State of Iowa v. LaPlantAnnotate this Case
244 N.W.2d 240 (1976)
STATE of IOWA, Appellee, v. Ronald LaPLANT, Appellant.
Supreme Court of Iowa.
July 30, 1976.
*241 John C. Wellman, Des Moines, for appellant.
Richard C. Turner, Atty. Gen., Thomas Mann, Jr., Asst. Atty. Gen., and Ray A. Fenton, County Atty., for appellee.
Heard before MOORE, C. J., and MASON, RAWLINGS, HARRIS, and McCORMICK, JJ.
Ronald LaPlant (defendant) appeals his conviction of delivery of a controlled substance in violation of § 204.401(1), The Code. Defendant's sole assignment of error is his claim he was denied a speedy trial under the provisions of § 795.2, The Code. Section 795.2 requires a criminal defendant be brought to trial within 60 days after an indictment is found (or county attorney's information is filed) unless good cause is shown. The trial court held good cause was shown for the delay. We agree and affirm.
Defendant was charged with the offense in one count of a joint county attorney's information filed January 2, 1975. Another defendant was charged in the other count.

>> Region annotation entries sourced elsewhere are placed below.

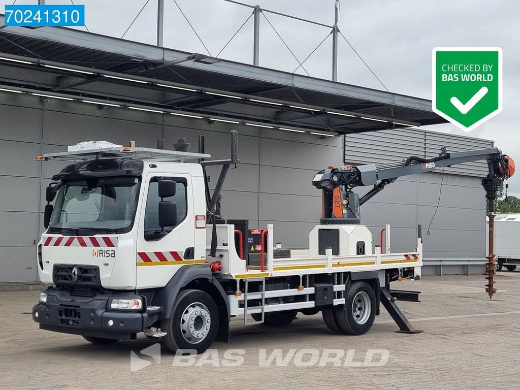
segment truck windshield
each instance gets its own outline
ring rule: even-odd
[[[135,177],[67,181],[59,190],[47,232],[66,235],[132,230],[140,180]]]

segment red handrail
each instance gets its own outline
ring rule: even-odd
[[[265,267],[264,265],[264,235],[267,236],[269,234],[269,230],[266,229],[262,231],[260,235],[260,270],[264,272]]]
[[[381,232],[379,235],[379,247],[380,248],[380,252],[382,254],[383,252],[383,233],[386,231],[386,228],[383,228],[381,229]],[[384,253],[386,253],[386,251],[385,251]]]
[[[239,230],[238,229],[235,229],[235,233],[236,235],[238,235],[239,242],[240,244],[239,245],[239,253],[238,255],[242,260],[244,259],[244,236],[242,235],[242,231]]]

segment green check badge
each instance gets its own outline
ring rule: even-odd
[[[469,132],[502,111],[502,49],[436,47],[433,111]]]

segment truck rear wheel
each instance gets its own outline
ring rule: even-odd
[[[372,328],[375,319],[375,294],[366,282],[350,285],[346,295],[344,309],[336,311],[337,323],[348,334],[363,334]]]
[[[274,327],[284,327],[289,325],[296,318],[297,310],[285,310],[283,311],[272,311],[264,314],[264,322],[265,325]],[[255,313],[251,317],[255,321],[262,321],[262,314]]]
[[[163,320],[161,329],[167,334],[161,340],[172,352],[194,349],[204,352],[215,340],[218,328],[218,310],[209,295],[198,290],[179,293],[170,318]]]
[[[90,336],[82,336],[82,337],[89,343],[98,345],[108,345],[119,341],[116,339],[103,339],[100,337],[90,337]]]

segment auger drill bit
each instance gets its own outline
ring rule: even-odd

The 60th day following the filing of the county attorney's information fell on March 3, 1975.
A pretrial conference was held January 24, 1975 at which time trial was set for February 24, 1975. At the same time the trial court ordered motions to be filed by January 30, 1975. Calendar entries at the time reflected defendant's expressed wishes to depose Officer Loren Zimmerman, a State witness.

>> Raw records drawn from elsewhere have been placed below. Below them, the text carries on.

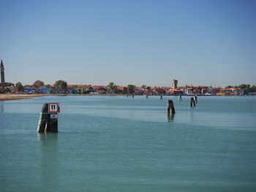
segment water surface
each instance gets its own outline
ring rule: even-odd
[[[0,191],[255,191],[256,97],[189,99],[1,101]],[[60,103],[58,134],[37,133],[45,102]]]

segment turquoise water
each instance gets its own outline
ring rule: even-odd
[[[189,99],[1,101],[0,191],[256,191],[256,97]],[[45,102],[58,134],[37,133]]]

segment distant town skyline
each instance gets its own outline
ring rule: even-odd
[[[255,1],[0,1],[5,81],[256,85]]]

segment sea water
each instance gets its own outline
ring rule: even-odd
[[[256,191],[256,97],[189,100],[1,101],[0,191]],[[37,133],[47,102],[60,104],[58,134]]]

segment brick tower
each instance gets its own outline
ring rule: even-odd
[[[3,61],[1,60],[1,66],[0,66],[0,71],[1,71],[1,83],[5,82],[4,81],[4,68]]]

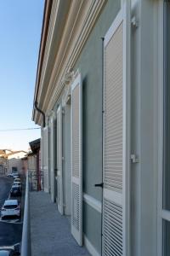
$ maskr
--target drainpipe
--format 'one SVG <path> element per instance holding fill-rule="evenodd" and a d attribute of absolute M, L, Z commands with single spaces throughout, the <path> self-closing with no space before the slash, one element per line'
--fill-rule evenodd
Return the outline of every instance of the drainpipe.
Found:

The county attorney's office customarily arranged with police officers and defense counsel for a time and place of taking requested depositions. The deposition was not taken before trial date in the instant case for reasons which are obscure. The failure may have resulted from misunderstanding as to arrangements or outright inability of the assistant county attorney to make the arrangements.
On February 24, the scheduled trial date, the prosecutor appeared before a district judge and informed him the State was prepared to proceed to trial. Defendants did not appear for trial on that date because they did not have the opportunity to take the deposition of Officer Zimmerman. The deposition was finally taken February 25, 1975.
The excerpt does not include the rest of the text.